The AT is considered one of the more “civilized” trails of the long trails. The trail runs through or near towns every 3-5 days, allowing me plenty of food resupply opportunities at groceries, gas stations, or post offices (where I will be sending myself resupply boxes about once a month). Some hikers choose to forgo resupply boxes completely and rely solely on store resupplies, but I have been cooking lots of dehydrated meals and will look forward to hot, home-cooked meals on the trail. You can pretty much turn any of your favorite recipes into a lightweight, dehydrated meal, that you then re-hydrate on the trail.
The resupply boxes I am putting together will also include any gear items I need replaced, prescriptions, toiletries, or anything I am really craving on the trail. I will give my mom a few days notice and she will stick a box in the mail and send it to the post office I anticipate arriving to next. Thanks, Mom!!
What about water?
The AT is one of the “wetter” trails and anticipating rain every 1 in 3 days is a safe bet. This means lots of water sources! I’ll be carrying a water filtration system to ensure I am drinking clean water.

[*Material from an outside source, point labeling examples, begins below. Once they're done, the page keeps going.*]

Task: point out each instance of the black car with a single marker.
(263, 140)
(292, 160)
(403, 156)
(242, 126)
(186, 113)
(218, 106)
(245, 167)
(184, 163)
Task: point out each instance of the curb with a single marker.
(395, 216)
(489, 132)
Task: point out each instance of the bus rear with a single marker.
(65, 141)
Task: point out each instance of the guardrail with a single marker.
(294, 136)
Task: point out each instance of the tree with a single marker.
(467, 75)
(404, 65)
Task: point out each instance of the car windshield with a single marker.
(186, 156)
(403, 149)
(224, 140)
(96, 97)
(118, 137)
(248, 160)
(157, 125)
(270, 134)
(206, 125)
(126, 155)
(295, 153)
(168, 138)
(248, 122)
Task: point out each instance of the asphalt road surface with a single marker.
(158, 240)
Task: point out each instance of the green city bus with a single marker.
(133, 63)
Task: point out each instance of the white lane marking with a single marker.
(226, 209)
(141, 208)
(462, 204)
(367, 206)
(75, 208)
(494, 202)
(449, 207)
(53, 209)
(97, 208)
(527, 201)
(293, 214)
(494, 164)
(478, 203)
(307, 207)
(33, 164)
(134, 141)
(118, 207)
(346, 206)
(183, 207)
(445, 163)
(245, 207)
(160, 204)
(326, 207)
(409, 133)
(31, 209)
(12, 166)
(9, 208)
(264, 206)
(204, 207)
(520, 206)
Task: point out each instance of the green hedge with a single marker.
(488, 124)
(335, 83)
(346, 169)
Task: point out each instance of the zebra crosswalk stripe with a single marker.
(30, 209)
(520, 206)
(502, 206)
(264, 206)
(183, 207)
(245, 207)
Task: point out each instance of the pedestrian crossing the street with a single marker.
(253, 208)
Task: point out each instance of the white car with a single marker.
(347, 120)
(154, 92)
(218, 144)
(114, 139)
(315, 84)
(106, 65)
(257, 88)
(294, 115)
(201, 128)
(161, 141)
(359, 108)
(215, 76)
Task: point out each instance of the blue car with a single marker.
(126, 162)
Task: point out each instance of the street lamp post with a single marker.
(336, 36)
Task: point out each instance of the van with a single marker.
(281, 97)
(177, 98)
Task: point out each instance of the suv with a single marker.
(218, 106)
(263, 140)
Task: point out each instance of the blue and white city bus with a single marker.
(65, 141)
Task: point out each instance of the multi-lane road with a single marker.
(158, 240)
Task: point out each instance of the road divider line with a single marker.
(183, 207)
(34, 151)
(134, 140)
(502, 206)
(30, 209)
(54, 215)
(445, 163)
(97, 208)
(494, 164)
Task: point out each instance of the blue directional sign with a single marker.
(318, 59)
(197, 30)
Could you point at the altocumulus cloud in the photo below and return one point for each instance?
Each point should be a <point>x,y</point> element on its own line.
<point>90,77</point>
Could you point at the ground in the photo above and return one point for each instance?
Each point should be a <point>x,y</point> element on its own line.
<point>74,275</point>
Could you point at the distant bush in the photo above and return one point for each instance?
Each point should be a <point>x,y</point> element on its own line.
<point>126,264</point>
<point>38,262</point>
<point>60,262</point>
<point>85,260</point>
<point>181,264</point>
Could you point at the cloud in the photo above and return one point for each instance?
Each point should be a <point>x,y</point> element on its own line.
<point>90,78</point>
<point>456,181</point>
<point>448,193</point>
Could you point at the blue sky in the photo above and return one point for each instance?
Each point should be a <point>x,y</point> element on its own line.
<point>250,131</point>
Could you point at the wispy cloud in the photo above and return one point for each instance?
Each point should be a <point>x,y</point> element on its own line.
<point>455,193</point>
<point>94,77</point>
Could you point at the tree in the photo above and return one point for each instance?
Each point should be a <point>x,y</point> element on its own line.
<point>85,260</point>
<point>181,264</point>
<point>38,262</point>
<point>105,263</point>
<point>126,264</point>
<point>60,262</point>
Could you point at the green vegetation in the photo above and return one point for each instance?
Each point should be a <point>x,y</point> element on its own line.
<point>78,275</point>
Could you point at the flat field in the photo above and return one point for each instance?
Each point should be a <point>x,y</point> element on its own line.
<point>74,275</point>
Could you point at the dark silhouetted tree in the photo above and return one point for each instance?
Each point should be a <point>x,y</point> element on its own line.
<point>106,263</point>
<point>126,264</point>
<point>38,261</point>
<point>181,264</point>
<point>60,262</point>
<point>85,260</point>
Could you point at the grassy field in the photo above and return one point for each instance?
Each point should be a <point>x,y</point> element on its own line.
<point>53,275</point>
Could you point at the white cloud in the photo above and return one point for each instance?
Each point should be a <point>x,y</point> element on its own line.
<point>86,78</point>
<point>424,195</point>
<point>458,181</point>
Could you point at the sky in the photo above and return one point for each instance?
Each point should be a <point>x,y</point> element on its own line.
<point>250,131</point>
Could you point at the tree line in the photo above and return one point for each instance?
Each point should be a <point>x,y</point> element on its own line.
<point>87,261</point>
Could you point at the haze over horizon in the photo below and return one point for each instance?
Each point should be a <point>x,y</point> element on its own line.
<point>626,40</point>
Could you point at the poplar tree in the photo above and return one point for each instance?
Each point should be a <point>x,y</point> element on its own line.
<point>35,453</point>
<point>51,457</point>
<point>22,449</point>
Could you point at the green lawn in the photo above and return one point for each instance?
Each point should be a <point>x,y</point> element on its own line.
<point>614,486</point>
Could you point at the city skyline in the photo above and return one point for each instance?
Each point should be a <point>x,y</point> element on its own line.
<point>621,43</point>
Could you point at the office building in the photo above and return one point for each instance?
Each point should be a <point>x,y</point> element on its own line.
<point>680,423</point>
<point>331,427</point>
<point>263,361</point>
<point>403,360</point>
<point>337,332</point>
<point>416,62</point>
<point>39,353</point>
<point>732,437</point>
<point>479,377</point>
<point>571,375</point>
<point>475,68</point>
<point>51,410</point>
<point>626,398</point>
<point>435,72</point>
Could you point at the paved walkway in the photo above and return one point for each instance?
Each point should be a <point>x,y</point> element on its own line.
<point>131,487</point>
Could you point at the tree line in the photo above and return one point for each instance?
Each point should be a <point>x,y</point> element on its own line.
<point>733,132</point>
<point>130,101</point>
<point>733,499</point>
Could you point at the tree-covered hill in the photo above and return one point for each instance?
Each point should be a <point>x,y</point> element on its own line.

Are you sleeping in shelters or a tent?
There are over 200 shelters on the AT, spread anywhere from 5-15 miles apart, and I will gladly sleep in shelters when the weather is nasty. However most nights I will be sleeping in my tent. I will occasionally stop in some of the towns along the trail with hostels and hotels. Fun fact: some hostels offer WFS (Work For Stay), giving hikers the option to do things such as dishes or laundry in exchange for a free overnight stay.
What gear are you taking?
Gathering all of my gear has been a work-in-progress, processing lots of research, word of mouth reviews, and doing gear testing of my own. I am about 90% complete with my gear list and will do a blog post with all of my gear prior to leaving. Thanks to everyone who has given me recommendations or pieces of gear!
How can you be contacted on the trail? Can I send you mail?
I will have my phone with me, so phone and email are options. My email is firstname.lastname@example.org. My phone will mostly be used for taking pictures and on airplane mode, so don’t worry if my response is delayed!
Thanks for thinking of me! If you would like to send me mail on the trail, please contact my mom at email@example.com and she can tell you the post office addresses where I can grab mail!
If I think of more common questions, I’ll be sure to add them here!